The real potential of AI is in freeing the creative energy of smart people. AI is already turning obsessions and random insights into reality - that is, essentially, it’s primarily an exponential unlocking of human creativity that we didn’t even suspect existed.
The Energy Economics: A Constraint and an Opportunity
Yet this democratization of creativity comes with a fundamental cost. While AI accelerates development and unlocks human potential, it does so at an enormous energetic price. The $600B in projected data center operating costs by 2026 represents not just a financial burden but a physical limitation on how much AI we can deploy.

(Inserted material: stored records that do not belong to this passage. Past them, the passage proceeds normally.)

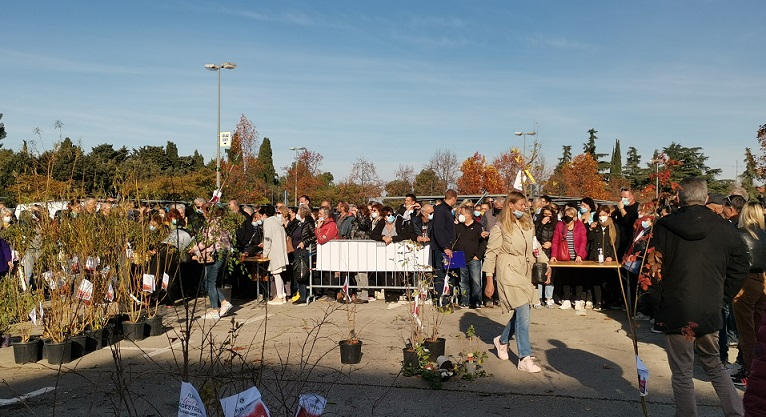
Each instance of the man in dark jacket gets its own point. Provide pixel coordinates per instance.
(702, 263)
(443, 238)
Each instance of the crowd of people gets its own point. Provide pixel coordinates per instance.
(710, 249)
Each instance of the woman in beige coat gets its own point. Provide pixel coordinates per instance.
(510, 254)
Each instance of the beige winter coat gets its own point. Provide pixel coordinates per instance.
(509, 257)
(274, 244)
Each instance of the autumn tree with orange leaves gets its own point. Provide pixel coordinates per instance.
(579, 178)
(478, 176)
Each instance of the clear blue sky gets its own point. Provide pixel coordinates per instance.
(390, 81)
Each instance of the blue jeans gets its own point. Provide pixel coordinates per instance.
(211, 276)
(548, 291)
(519, 325)
(470, 283)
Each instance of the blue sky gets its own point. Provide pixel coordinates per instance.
(389, 81)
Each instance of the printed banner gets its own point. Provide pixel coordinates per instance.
(245, 404)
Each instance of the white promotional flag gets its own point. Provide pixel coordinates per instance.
(189, 403)
(148, 283)
(311, 405)
(245, 404)
(643, 377)
(85, 291)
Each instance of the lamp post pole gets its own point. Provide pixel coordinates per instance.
(217, 68)
(296, 149)
(524, 155)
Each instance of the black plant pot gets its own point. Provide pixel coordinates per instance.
(26, 352)
(79, 345)
(350, 352)
(153, 326)
(435, 348)
(133, 331)
(58, 353)
(410, 358)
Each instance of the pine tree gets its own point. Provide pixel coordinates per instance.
(615, 168)
(268, 173)
(632, 169)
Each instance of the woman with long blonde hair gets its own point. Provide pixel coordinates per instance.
(509, 258)
(750, 302)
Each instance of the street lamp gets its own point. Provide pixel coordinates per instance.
(214, 67)
(524, 154)
(296, 149)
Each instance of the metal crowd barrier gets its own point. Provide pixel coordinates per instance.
(388, 267)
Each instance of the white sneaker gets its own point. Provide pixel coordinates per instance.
(277, 301)
(733, 368)
(211, 315)
(225, 307)
(528, 365)
(641, 317)
(502, 350)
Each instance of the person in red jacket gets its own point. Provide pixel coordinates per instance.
(570, 241)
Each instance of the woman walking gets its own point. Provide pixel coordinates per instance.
(510, 253)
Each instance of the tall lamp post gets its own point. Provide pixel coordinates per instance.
(215, 67)
(524, 154)
(296, 149)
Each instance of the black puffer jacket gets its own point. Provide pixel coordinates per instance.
(756, 249)
(703, 263)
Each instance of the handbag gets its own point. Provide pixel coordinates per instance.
(538, 273)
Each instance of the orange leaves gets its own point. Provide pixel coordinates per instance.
(478, 175)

The irony is profound: we’re building systems that are a trillion times less energy-efficient than the human brain to augment - and potentially replace - human labor. Yet the human brain itself represents the gold standard of computational efficiency that we’re nowhere close to matching.
This creates several interesting dynamics:
The optimization imperative: As energy costs remain high and chip prices fall, the competitive advantage shifts to those who can extract maximum value from each watt consumed. Companies that can achieve better results with smaller, more efficient models will have a significant edge.

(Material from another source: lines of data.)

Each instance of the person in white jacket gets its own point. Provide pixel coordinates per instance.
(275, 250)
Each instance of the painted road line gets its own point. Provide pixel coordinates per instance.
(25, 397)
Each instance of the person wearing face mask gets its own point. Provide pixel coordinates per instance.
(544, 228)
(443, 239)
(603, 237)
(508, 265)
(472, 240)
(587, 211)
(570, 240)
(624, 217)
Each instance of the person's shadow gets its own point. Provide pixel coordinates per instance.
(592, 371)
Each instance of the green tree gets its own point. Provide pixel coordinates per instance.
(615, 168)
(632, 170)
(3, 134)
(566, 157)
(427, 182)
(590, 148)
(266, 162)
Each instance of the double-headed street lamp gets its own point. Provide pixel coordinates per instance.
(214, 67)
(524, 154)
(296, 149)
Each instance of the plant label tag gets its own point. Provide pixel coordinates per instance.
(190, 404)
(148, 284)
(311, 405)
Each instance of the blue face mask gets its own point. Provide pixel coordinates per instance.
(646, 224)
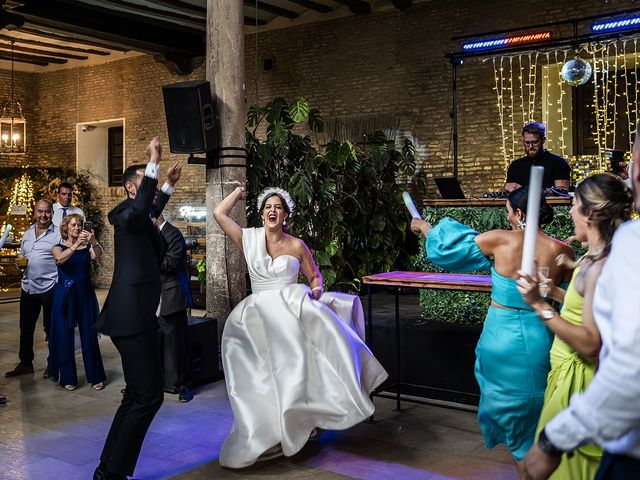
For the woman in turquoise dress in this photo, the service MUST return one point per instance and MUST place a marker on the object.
(600, 205)
(75, 303)
(512, 355)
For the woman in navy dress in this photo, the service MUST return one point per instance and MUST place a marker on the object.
(75, 303)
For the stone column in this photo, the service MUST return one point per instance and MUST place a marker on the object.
(225, 72)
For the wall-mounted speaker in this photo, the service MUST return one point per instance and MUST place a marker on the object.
(191, 117)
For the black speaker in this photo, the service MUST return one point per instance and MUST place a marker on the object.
(203, 350)
(191, 117)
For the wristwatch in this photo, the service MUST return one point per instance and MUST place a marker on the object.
(547, 314)
(545, 444)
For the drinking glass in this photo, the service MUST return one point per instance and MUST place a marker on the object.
(543, 281)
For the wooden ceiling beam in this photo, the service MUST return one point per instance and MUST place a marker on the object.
(318, 7)
(71, 38)
(67, 48)
(92, 21)
(182, 7)
(23, 60)
(357, 7)
(142, 13)
(250, 21)
(267, 7)
(46, 53)
(36, 58)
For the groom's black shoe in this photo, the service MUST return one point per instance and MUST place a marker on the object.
(100, 474)
(185, 395)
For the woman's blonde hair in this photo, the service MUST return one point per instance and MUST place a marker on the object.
(64, 225)
(607, 203)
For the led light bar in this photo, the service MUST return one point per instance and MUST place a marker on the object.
(504, 42)
(621, 23)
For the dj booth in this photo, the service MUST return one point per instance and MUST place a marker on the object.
(484, 202)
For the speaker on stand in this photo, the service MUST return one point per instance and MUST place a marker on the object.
(192, 121)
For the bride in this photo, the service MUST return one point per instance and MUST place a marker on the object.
(294, 357)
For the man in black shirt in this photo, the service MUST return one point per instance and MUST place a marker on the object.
(556, 170)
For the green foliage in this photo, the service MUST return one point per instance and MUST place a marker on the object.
(349, 207)
(470, 308)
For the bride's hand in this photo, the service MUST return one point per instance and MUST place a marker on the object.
(316, 293)
(241, 192)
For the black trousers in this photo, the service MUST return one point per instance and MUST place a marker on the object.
(30, 306)
(618, 467)
(173, 331)
(142, 399)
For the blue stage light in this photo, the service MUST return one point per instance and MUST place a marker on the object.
(621, 23)
(496, 43)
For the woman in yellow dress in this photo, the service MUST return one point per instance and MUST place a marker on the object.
(600, 205)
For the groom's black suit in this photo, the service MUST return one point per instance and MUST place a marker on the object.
(129, 318)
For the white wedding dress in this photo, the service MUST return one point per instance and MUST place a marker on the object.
(291, 363)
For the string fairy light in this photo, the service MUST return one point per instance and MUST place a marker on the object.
(615, 87)
(511, 106)
(498, 90)
(614, 117)
(521, 78)
(548, 106)
(625, 93)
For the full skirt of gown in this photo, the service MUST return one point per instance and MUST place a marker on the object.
(293, 364)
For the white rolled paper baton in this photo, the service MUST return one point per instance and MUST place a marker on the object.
(531, 228)
(408, 201)
(5, 235)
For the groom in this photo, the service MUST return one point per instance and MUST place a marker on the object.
(129, 312)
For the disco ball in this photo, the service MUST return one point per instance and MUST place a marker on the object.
(576, 72)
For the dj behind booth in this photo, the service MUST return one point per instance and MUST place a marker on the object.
(557, 173)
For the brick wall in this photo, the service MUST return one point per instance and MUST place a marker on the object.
(385, 64)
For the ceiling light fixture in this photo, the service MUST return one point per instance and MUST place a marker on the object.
(13, 127)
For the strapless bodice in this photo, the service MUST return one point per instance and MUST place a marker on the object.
(265, 272)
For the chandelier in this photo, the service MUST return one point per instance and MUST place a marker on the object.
(13, 127)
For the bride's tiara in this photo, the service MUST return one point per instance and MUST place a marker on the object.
(270, 191)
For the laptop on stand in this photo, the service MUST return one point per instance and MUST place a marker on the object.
(449, 187)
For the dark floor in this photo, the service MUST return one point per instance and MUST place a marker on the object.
(47, 432)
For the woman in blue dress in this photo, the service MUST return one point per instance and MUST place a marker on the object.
(75, 303)
(512, 355)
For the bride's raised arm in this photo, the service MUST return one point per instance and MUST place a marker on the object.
(221, 214)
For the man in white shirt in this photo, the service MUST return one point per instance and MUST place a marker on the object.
(38, 283)
(608, 412)
(63, 206)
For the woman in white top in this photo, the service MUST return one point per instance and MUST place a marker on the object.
(294, 357)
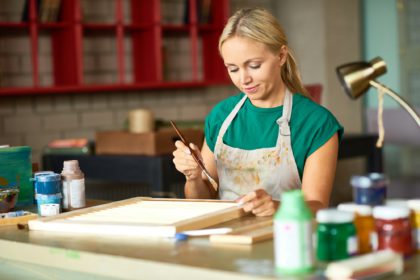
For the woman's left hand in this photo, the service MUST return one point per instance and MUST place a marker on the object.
(259, 202)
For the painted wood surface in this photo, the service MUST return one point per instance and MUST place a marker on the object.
(142, 217)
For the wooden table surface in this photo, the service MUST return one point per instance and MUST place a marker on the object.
(150, 258)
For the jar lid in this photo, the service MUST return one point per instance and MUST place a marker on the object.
(390, 212)
(42, 173)
(334, 216)
(48, 196)
(362, 210)
(371, 180)
(397, 202)
(414, 204)
(48, 177)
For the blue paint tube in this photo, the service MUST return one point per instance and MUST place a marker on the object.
(47, 182)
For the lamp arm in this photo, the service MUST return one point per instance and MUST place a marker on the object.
(397, 98)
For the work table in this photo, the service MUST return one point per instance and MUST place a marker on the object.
(105, 257)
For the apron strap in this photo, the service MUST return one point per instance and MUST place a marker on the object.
(226, 124)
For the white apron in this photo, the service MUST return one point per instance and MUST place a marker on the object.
(273, 169)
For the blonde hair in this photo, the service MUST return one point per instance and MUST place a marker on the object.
(260, 25)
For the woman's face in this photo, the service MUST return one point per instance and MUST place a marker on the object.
(255, 70)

The infrastructure bottleneck: The 29 GW of power required for AI data centers by 2026 is equivalent to the output of roughly 30 nuclear power plants. This isn’t just a cost issue, it’s a question of whether the physical infrastructure can even support the AI buildout that companies are planning.
The economic crossover point: Despite the massive energy consumption, AI is already approaching and in some cases crossing the point where it’s economically advantageous to use it instead of human labor for specific tasks. Training a model costs millions, but deploying it at scale costs mere electricity and hardware.
The strategic race: Bostrom’s scenario of a first-mover advantage in superintelligence becomes even more critical when viewed through the lens of energy economics. The first organization to create a truly self-improving AI won’t just have a technological advantage, they’ll have an economic moat measured in orders of magnitude of efficiency improvement.
The Real Meaning for the Future
We’re living through a strange transitional period. AI systems are simultaneously:
Vastly less efficient than human brains in energy terms Increasingly more economical than human labor in specific domains
Rapidly improving in both capability and efficiency
Fundamentally reshaping how work gets done
Here is the real revolution: AI is unlocking human potential that was always there but constrained by the mechanics of execution. When a business analyst can prototype a working application overnight, when a marketer can test a hundred variations of a campaign in an afternoon, when a consultant can analyze patterns across thousands of projects in minutes - we’re removing the friction between insight and implementation.
The energy economics are daunting, but they’re also temporary. Moore’s Law may be slowing for traditional computing, but we’re in the early exponential phase of AI efficiency improvements. Each generation of models becomes more capable while requiring less compute. Each generation of chips delivers more operations per watt.
The brain’s 10¹² times better energy efficiency is a proof that radically more efficient intelligence is physically possible.
For now, we’re in a race: between the exponential growth of AI capabilities and adoption, and the linear constraints of energy infrastructure and human adaptation. The organizations and individuals who understand this dynamic and position themselves accordingly will thrive. Those who wait for the transition to complete will find themselves obsolete.
The energy costs are enormous, but the opportunity costs of not adapting are even greater.